# Property-Based Testing Python using Hypothesis

This dataset contains data gathered in an effort to investigate the use of property-based testing (PBT) in Python using the Hypothesis framework. The findings are described in [1]. Below we describe what data can be found in each file, as well as how the data was collected.

## Files
Here we describe what data can be found in each file.
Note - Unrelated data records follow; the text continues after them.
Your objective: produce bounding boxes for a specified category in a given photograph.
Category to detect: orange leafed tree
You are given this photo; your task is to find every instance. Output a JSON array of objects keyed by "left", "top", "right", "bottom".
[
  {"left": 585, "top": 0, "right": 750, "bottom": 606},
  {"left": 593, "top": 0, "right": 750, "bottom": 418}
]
### [Repositories](./repositories.csv)
This file contains, for each of the 7 Python repositories:
- their name, 
- a link to the specific commit that was used,
- the total number of lines of code,
- the number of lines of Python code,
- the number of GitHub stars at the time of cloning,
- the total number of tests found,
- the number of property-based tests (PBTs) found,
- the PBT density (defined as the number of PBTs divided by the total number of tests), and
- the number of PBTs divided by the number of millions of lines of Python code.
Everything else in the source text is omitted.